BELLAIRE — Susan Vigland and Alex Vanias took the same approach the last few days.
Mix a little rest with a little skiing.
After battling extreme weather conditions in last weekend’s grueling Noquemanon Ski Marathon, Vigland and Vanias had a much easier time of it Saturday in cruising to wins in the White Pine Stampede 50K freestyle. Vigland captured the women’s race in 2:28:14, Vanias the men’s race in 2:12:33.
A week ago, Vigland placed third in the Noquemanon 50K freestyle (3:55:04) while Vanias was 16th in the 50K classic (3:32:20).
“That (Noquemanon) was the hardest race I’ve ever done,” Vigland said. “The snow was so slow. My time was over an hour slower (than previous 50K times). You felt awful. That’s a long time to ski, almost four hours.
“I took it easy this week and I felt really great today. The first 25K, especially before it started snowing, was super fast and fun. It was a well-prepared course.”
Vanias took two days off during the week to recover from the Noquemanon.
“I didn’t ski much this week,” he said. “I felt fine (today), but I could tell I didn’t train enough this week. I was a little flat. No speed.”
Try telling that to the other competitors.
Vanias, who lives in Leroy, pulled away at 30K to win his second consecutive Stampede.
“Three of us (Vanias, Ryan Harris and Glenn Goodman) agreed before the race that we would ski together for 30K or so and then just do whatever,” Vanias said.
In this case, “whatever” meant pull away.
Vanias said he had the fastest skis in the field.
“Same as last year,” he said.
Trail conditions helped, too.
“Great conditions today,” he said. “Before it started snowing, the trail was packed perfectly.”
Williamsburg’s Eli Brown, the two-time defending Vasa champion, was expected to challenge Vanias.
“He texted me this morning and said he wasn’t going to make it,” Vanias said. “Back pain.”
Brown indicated Wednesday his back was bothering him after the Noquemanon.
“Hope to get better and get back in the mix for the Vasa next week,” Brown said.
Harris had his race strategy — staying with Vanias and Goodman for 30K — end early.
“That was the plan, but it didn’t turn out that way,” the Grayling resident said. “I broke a pole and a ski about 10K into the race. I was going down an icy hill, stepped out of the track and lost it. I was going too fast for conditions — just crashed right in the road.
“I got up, got a new ski, a new pole and about 3K after that I crashed again and broke another ski. It just wasn’t my day. After that I was spent. I cramped up really bad. I was just glad to finish.”
Harris was not surprised the 23-year-old Vanias led the charge.
“He looked good, looked strong,” Harris said. “He’s one of the best in the state right now. I knew he was going to come out on top. I was just trying to see how long I could stay with him.”

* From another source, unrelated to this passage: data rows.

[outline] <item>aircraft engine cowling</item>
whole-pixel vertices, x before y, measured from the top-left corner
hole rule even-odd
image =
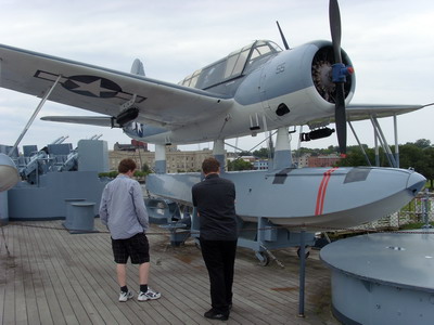
[[[342,57],[345,65],[352,65],[343,50]],[[260,72],[258,88],[258,95],[267,117],[289,126],[306,123],[312,116],[317,118],[334,116],[333,64],[333,47],[330,41],[309,42],[283,51],[267,62]],[[344,83],[346,104],[354,95],[355,86],[355,75],[347,76]],[[306,108],[309,108],[308,114]]]
[[[353,65],[348,55],[342,51],[342,60],[345,65]],[[332,65],[334,64],[334,54],[332,46],[321,47],[315,54],[311,63],[311,77],[318,93],[329,103],[335,103],[336,84],[332,81]],[[355,77],[354,75],[346,76],[344,83],[345,99],[354,93]]]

Roscommon’s Bob Smith finished second in 2:19:27.
“The field was small so a middle-of-the packer could come through if he just kept skiing,” Smith said. “Conditions varied, but I had fast skis and took advantage of the downhills. When it was technical and narrow, my skis were running good so I was able to marathon skate and cut some good corners and carry my speed.”
Smith skied by himself a good share of the race.
“Until I saw Glenn Goodman out in the open field (towards the end),” he said. “That was the last little shot of adrenaline I needed. It was all good. I’ve never finished second before.”
Bellaire’s Goodman came in third in 2:20:06.
Cadillac’s Kaitlyn Patterson took second in the women’s race in 2:36:40.
Vigland said she would have opted for the 20K if she was skiing the Vasa next Saturday.
“But I can’t do the Vasa because I’m going to be out of town,” she said. “Otherwise, I would have done 50 (Noquemanon), 20 here and 50 Vasa — instead of doing three 50s in a row. That’s not so smart . But since I’m going to be out of town next week, I decided to try the 50 today and see how it went.”
Vanias will be skiing the Vasa on Saturday. He was second to Brown last year.
“This was a training run for next weekend,” Vanias said.
Petoskey’s Jim Harrington won the men’s 50K classic (2:43:03) and Indianapolis’ Ingeborg Lundberg the women’s 50K classic (4:22:08).